If you are evicted for renovations, and live in a property with five or more rental units, you might have a “right of first refusal” to move back into your unit once the work has been completed. While this may sound like a great opportunity, your landlord is allowed to offer you a brand new tenancy agreement with brand new terms, including rent at any amount.

 

 

Good Faith

For all Two and Four Month Notices, as well as evictions for renovations, a landlord must intend in good faith to follow through with the reason for the eviction. This means that they must have an honest intention to use the rental unit for the purpose stated on the eviction notice.

If a tenant raises the question of good faith at a dispute resolution hearing, the burden of proof is on the landlord to convince the arbitrator that they meet this requirement. For example, if a tenant suspects that they were given a Two Month Notice as retaliation for asking for too many repairs, they should apply for dispute resolution to challenge the notice. At this hearing, the burden of proof will be on the landlord to convince the arbitrator that they served the eviction notice in good faith with no ulterior motive.

 

Moving Out

If a tenant does not dispute a Two or Four Month Notice, or they participate in a dispute resolution hearing but lose, the move-out date will be two or four months later, on the last day of the month (assuming rent is paid on the 1st of the month). For example, if your landlord gives you a Four Month Notice on March 5th and you choose not to dispute it, you will have to move out by July 31st. Sometimes a landlord may list the wrong move-out date on an eviction notice. In this scenario, the notice is still valid but self-corrects to the legal move-out date. 

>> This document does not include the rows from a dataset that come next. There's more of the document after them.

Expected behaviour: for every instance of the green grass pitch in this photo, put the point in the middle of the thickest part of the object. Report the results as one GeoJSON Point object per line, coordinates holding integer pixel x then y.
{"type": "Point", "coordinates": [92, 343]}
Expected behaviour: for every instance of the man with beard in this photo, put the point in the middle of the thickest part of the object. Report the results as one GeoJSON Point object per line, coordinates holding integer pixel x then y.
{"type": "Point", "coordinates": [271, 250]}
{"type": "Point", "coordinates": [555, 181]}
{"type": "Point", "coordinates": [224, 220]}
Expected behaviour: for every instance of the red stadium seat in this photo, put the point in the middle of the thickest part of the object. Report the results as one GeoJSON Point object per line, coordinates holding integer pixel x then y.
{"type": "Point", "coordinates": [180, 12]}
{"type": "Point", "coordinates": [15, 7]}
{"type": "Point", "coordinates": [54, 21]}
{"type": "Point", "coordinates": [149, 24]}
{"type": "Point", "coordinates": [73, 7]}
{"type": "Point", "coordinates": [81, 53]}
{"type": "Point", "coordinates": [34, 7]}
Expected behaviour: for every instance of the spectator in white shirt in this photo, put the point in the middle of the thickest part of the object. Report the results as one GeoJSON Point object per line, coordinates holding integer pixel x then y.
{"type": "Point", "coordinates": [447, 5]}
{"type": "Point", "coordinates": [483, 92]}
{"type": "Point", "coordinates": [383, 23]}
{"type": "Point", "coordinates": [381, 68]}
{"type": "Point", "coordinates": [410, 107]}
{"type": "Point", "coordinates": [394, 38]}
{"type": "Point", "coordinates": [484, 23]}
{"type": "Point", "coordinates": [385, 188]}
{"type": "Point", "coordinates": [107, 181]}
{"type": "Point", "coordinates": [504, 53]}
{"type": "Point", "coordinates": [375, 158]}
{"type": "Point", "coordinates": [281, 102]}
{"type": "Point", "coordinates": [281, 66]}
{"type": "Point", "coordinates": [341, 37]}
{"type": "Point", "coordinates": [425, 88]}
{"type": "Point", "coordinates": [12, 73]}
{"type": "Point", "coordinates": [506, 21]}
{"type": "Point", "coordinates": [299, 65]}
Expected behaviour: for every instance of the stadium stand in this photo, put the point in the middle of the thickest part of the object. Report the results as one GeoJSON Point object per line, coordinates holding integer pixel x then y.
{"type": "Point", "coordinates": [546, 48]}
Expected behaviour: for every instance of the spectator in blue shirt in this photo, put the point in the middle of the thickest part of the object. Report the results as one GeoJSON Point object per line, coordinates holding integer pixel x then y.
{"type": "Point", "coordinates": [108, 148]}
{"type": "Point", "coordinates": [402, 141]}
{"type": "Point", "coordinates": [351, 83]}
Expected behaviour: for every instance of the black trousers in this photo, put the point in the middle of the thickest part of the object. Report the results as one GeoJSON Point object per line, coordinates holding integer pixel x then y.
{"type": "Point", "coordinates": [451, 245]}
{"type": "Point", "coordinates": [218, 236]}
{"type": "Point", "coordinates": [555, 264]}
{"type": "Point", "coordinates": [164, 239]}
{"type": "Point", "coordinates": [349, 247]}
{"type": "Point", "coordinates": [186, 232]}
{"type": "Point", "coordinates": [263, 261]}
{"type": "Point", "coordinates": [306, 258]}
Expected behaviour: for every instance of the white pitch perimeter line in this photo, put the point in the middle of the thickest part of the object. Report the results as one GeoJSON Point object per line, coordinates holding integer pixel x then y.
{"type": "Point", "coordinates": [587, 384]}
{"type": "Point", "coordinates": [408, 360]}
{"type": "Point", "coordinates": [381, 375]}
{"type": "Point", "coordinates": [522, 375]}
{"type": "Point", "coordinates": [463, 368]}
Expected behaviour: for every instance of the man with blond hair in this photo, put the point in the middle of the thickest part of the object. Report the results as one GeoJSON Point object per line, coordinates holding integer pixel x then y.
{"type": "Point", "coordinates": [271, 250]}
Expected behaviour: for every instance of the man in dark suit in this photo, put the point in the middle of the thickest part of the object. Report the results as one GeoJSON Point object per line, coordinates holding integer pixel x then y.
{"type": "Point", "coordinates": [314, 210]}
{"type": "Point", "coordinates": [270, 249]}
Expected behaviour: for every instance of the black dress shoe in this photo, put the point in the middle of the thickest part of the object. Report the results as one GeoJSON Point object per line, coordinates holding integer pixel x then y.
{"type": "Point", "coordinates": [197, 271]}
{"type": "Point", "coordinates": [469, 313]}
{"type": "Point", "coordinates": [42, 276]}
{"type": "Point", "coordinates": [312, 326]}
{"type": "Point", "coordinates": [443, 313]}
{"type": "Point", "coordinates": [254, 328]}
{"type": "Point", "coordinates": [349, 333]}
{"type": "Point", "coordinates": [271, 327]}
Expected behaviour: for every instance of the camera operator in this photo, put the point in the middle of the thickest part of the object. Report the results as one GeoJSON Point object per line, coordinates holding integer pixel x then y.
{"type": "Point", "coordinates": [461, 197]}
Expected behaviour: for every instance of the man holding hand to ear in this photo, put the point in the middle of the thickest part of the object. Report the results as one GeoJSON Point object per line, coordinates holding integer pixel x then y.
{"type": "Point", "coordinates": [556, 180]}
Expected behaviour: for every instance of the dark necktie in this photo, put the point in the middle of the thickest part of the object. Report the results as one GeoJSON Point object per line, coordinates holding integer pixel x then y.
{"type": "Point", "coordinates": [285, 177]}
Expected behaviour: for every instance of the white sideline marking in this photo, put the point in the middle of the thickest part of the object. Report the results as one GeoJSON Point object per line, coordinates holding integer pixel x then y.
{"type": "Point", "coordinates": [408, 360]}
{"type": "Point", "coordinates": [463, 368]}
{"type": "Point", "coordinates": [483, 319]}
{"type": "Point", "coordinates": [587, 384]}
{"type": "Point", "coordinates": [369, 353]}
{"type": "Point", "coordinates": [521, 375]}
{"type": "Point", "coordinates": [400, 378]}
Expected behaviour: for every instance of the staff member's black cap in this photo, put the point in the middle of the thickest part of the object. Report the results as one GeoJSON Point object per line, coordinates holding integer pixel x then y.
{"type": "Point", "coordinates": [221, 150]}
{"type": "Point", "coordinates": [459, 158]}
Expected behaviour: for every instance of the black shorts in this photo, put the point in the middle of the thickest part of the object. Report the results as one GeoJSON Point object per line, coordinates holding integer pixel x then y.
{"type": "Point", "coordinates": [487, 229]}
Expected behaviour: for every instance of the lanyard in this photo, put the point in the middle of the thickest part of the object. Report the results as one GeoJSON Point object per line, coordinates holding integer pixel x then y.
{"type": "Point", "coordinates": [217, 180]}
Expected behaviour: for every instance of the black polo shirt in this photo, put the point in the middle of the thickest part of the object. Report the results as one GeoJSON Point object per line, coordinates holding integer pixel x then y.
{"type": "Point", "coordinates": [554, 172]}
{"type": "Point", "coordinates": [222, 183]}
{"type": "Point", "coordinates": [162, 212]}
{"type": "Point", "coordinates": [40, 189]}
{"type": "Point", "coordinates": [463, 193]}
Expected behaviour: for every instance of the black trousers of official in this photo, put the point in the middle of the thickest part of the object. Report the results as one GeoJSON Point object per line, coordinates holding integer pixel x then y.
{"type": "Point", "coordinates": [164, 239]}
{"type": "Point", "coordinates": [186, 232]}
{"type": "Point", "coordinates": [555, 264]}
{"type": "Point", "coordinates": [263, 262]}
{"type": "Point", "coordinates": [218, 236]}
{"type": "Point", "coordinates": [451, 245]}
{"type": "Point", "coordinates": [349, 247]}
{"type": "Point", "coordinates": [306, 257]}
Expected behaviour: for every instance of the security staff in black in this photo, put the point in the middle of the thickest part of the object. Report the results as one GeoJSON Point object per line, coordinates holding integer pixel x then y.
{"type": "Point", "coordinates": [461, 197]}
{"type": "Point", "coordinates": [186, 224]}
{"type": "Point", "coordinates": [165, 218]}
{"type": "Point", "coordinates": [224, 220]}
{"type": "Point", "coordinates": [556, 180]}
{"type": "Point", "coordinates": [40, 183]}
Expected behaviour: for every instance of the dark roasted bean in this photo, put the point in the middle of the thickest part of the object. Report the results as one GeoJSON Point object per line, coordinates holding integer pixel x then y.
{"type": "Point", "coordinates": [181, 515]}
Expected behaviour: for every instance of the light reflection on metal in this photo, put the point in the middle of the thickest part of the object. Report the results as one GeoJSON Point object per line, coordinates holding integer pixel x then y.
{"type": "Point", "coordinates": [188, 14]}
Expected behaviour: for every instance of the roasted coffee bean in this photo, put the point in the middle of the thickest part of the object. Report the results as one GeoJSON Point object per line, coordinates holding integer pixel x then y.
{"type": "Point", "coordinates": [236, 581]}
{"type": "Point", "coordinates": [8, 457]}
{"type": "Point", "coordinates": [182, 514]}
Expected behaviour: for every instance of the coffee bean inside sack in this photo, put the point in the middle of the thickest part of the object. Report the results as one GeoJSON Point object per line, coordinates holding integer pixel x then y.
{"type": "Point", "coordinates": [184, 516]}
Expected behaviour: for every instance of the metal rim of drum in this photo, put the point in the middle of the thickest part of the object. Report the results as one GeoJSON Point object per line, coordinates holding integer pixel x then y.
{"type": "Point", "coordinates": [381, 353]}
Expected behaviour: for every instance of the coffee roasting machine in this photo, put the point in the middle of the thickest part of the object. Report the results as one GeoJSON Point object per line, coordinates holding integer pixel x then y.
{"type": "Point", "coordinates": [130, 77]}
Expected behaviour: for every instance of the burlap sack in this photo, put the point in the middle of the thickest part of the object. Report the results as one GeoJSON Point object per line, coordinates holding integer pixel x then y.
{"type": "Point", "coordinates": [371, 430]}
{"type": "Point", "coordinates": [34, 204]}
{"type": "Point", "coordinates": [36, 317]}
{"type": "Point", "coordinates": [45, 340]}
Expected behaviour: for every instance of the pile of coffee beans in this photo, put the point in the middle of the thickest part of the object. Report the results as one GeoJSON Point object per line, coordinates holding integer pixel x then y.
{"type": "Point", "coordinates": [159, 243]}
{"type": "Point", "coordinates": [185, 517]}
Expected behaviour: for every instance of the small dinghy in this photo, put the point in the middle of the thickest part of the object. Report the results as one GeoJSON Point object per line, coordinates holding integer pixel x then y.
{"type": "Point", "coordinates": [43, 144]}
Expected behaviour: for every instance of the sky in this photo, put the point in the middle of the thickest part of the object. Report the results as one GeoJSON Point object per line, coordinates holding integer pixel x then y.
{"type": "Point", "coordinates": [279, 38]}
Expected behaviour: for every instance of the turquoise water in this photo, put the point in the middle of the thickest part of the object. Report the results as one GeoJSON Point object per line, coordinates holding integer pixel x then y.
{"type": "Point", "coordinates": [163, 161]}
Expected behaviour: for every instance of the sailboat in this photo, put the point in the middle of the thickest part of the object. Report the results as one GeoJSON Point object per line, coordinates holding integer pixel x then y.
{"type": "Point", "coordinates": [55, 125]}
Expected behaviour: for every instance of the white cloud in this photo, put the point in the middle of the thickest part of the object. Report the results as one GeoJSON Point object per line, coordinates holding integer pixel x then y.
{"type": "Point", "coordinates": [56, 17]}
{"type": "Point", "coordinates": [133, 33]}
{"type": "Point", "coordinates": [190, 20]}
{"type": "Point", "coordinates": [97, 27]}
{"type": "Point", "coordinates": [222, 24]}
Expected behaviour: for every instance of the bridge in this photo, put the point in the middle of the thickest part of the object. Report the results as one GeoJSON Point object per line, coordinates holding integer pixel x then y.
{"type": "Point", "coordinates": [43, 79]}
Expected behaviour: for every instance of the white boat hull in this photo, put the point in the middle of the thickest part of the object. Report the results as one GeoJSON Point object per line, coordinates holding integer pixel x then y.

If you would like to move into another rental unit before the two-month or four-month notice period has ended, you can give your landlord 10 days’ written notice and move early. When giving short notice to move out, you are only required to pay for the days you live in the rental unit. For example, if you paid the full rent for the first month of a two-month notice period, but then gave 10 days’ written notice and moved out before the end of that first month, your landlord must reimburse you for the days you did not live there.

 

Free Rent

Two and Four Month Notices have nothing to do with bad behaviour. For this reason, if you are evicted for “landlord’s use”, you are entitled to one month rent as compensation to help with the cost of moving. Your landlord must either pay you this money or offer you the last month of your tenancy for free. You are entitled to this compensation even if you give 10 days’ notice to move early.

The only exception to this rule is where a tenant is evicted because they no longer qualify for their subsidized rental unit. In this scenario, the landlord is not required to offer any compensation.